Another important aspect to be considered during the hiring process as well as during the employment is the German General Equal Treatment Act (AGG), which aims to abolish unequal and unjustified treatments of employees based on certain criteria, such as ethnic origin, gender and age. Therefore, to avoid possible discrimination issues, the employer should always base the rejection of an applicant on objective hiring criteria such as job profile and required qualifications. Applicants who are rejected based on discriminatory criteria may claim compensation in the amount of up to three monthly salaries of the position they applied for. Due to such potential discrimination claims, the employer is entitled to store personal data of the rejected applicant for 3-6 months after the end of the recruitment process. Beyond this period, personal data of the applicant may only be stored in case of the applicant’s explicit permission.
C. EMPLOYMENT CONTRACTS
The general terms and conditions of employment are regulated to a large extent by statutory law, collective bargaining agreements concluded with the unions and agreements with the employee representatives at company level (works council), if in place. As a general rule, the employment contract may not deviate from these provisions to the detriment of the employee. The employer is obliged to provide the main contractual terms in writing to the employee no later than one month after the commencement of the employment. Therefore, employment contracts in written form are very common and certainly recommended. When the employment contract is preformulated by the employer and not negotiated with the employee clause by clause on an individual basis, the contractual provisions are subject to court review, if challenged by the employee. In particular, clauses that are considered an unreasonable disadvantage to the employee will be considered null and void.
D. WORKING CONDITIONS
Employees in Germany are entitled to a minimum of 20 working days of paid leave per calendar year, based on a five-day workweek. However, most employees are usually granted 25 to 30 days of holiday per calendar year, depending on seniority and the type of business.
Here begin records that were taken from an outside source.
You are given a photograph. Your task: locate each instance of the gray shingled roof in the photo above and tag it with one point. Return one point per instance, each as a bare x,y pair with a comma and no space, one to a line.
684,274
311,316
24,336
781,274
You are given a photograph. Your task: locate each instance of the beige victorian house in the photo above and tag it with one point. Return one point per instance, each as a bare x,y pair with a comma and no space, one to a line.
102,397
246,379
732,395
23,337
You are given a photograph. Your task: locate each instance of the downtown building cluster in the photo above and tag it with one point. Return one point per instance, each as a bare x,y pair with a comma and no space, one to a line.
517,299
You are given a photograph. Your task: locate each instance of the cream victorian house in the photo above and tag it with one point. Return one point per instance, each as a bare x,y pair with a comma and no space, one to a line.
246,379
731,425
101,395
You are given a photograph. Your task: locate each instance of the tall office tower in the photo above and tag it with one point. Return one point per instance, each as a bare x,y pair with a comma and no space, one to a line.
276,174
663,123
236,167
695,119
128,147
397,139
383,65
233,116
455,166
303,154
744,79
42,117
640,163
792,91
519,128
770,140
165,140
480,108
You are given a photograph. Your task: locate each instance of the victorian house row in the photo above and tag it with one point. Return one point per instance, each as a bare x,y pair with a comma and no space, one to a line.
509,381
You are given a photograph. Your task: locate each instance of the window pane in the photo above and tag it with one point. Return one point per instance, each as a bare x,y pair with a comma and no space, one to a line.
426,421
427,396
The statutory maximum working time is 8 hours per day from Monday to Saturday. Working on Sundays and public holidays is generally forbidden. However, under certain prerequisites the regular daily working time may be extended to up to 10 hours. Furthermore, an uninterrupted rest period of 11 hours after daily work must be guaranteed. The law allows for certain deviations through collective bargaining agreements.
As a general rule, remuneration is determined by mutual agreement. However, since 1 January 2015 a minimum wage is in force. It currently amounts to 8.84 EUR gross per hour and is reviewed every two years. The next possible increase of the minimum wage would take effect on 1 January 2019. The minimum wage generally applies to all employees in all sectors of business, with some exceptions, e.g. for employees under 18, trainees and interns.
Please further note that the employer is obliged to pay contributions to the social security in addition to the employee’s gross salary and is responsible for deducting the income tax from the gross salary. Therefore, all employees must be registered with social security and the tax authorities. The employer must further pay contributions to the statutory accident insurance.